Creo que existe democracia real pero la gente no sabe cómo utilizarla a su favor. La tendencia general es que un par de partidos grandes se alternen en el poder mientras los pequeños tratan de ganarse el favor de los votantes sin mucho éxito hasta el día de hoy. Es muy complicado cambiar esta rutina ya que los votos de los partidos tradicionales suelen estar muy consolidados. Hay un gran número de personas que no cambiará sus preferencias políticas pase lo que pase, y eso es un hecho. Entonces hay que irse al otro lado, al lado de las personas que sí pueden cambiar de partido si este les decepciona o miente. Me atrevería a decir que este grupo lo forma la mayoría de los ciudadanos. Sin embargo estos ciudadanos suelen ser menos activos a la hora de participar en unas elecciones, con lo que la victoria del bipartidismo es por lo general, segura. Una de las razones por las que muchas personas no quieren participar en un proceso de votación es porque creen que el sistema está corrompido y que los resultados de cada elección no representan fielmente la voluntad de sus ciudadanos. Pese a que el número de opiniones diferentes es tan alto como el número de personas que pueden votar, sí he observado últimamente que se reclama más participación ciudadana, incluso en la toma de decisiones importantes para el curso de un país como la modificación de ciertos impuestos, el pago de la deuda o los presupuestos generales del Estado. A muchas personas les gustaría, a través de sucesivos referéndums, tomar partido en la toma de decisiones que en principio, corresponde al Gobierno y al parlamento. He de admitir que la idea de que se pregunte a la gente en ciertos asuntos es tentadora. Es más, creo que es necesaria para cosas como por ejemplo decidir qué modelo de estado quieren, o si hay que modificar la Constitución. Este hecho, que sin duda mejoraría nuestra maltrecha democracia, sería aceptable hasta cierto punto, porque no olvidemos que la democracia significa elegir las cosas por mayoría, y en muchas ocasiones, la mayoría se equivoca.
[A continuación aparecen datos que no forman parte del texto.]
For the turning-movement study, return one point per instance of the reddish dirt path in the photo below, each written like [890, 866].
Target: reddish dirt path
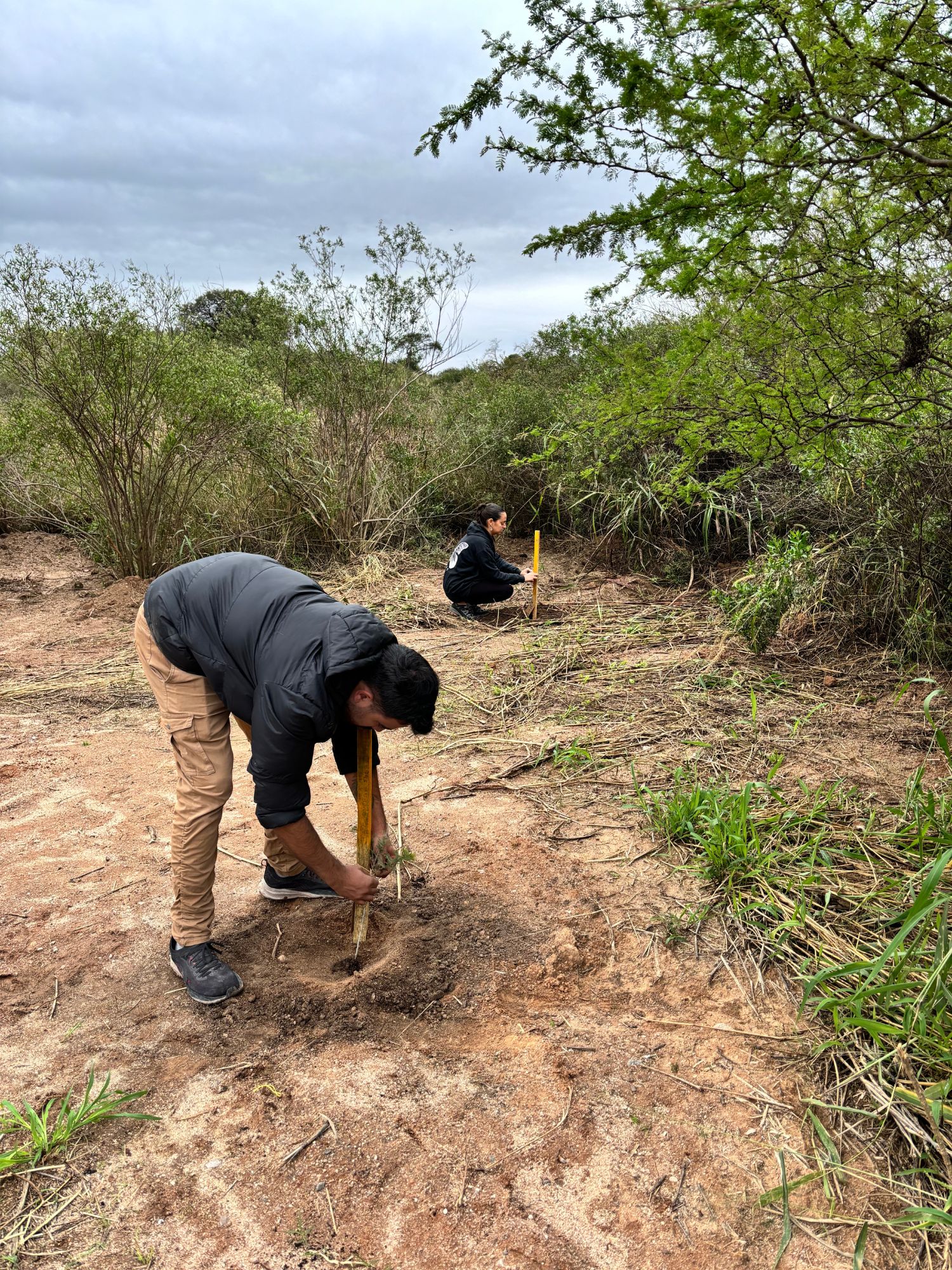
[499, 1095]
Un sistema electoral debe servir para que la gente elija qué es lo que quiere (mejor sanidad y educación o mejores infraestructuras por ejemplo) a través de sus representantes. Hay que procurar siempre que las cosas salgan de la manera en que la mayoría esté de acuerdo, pero esto solo es válido para ideas abstractas o generales.  Por ejemplo, una mayoría de personas elije a un partido político, que consigue mayoría absoluta en el parlamento, para que haga tan solo una cosa: mejorar la calidad de los servicios públicos. Se han celebrado elecciones y se ha decidido que la prioridad del Estado debe ser esa. Hasta aquí no hay problema, la democracia ha funcionado. Sin embargo en este momento es decisión del Gobierno qué medidas aplicar para conseguir ese objetivo. Sus votantes pueden estar de acuerdo en algunas, pero a lo mejor no lo están en otras. El objetivo final sigue siendo el mismo pero hay pasos que dar y decisiones que tomar y aquí es donde la democracia deja de ser útil. No se puedes elegir el tornillo que has de poner en la viga de un puente de manera democrática. Para cada tipo de viga hay un tornillo más adecuado que otros. El objetivo final es que el puente no se caiga, y es lo que queremos todos. Entonces votemos para elegir al que consideremos más capacitado para construirlo según lo que esperamos del puente (que sea bonito, cómodo, duradero o grande) y dejemos que él, que ya ha pasado por la supervisión popular, tome las decisiones que considere más convenientes para conseguir lo que la gente reclamaba: tener un puente.

Las decisiones políticas (más impuestos o menos hospitales) se pueden consultar, pero las decisiones técnicas hay que dejarlas en manos de los técnicos (valga la redundancia). Y no, los técnicos no son los políticos, sino los inspectores de Hacienda, lo abogados del Estado, los economistas, los ingenieros, los analistas… personas que saben lo que el pueblo ha pedido a través de sus gobernantes (reducir el paro) y que deben resolver de la manera más efectiva y eficiente posible.

La democracia tiene límites, límites que no está marcados por decisiones políticas sino por el sentido común. Hace falta más democracia en todos los países del mundo, pero también hace falta delegar más en los especialistas, en los técnicos; que sean ellos los que, a través de la supervisión constante de los representantes políticos, lleven a cabo de la manera más eficaz y eficiente posible los deseos de la mayoría.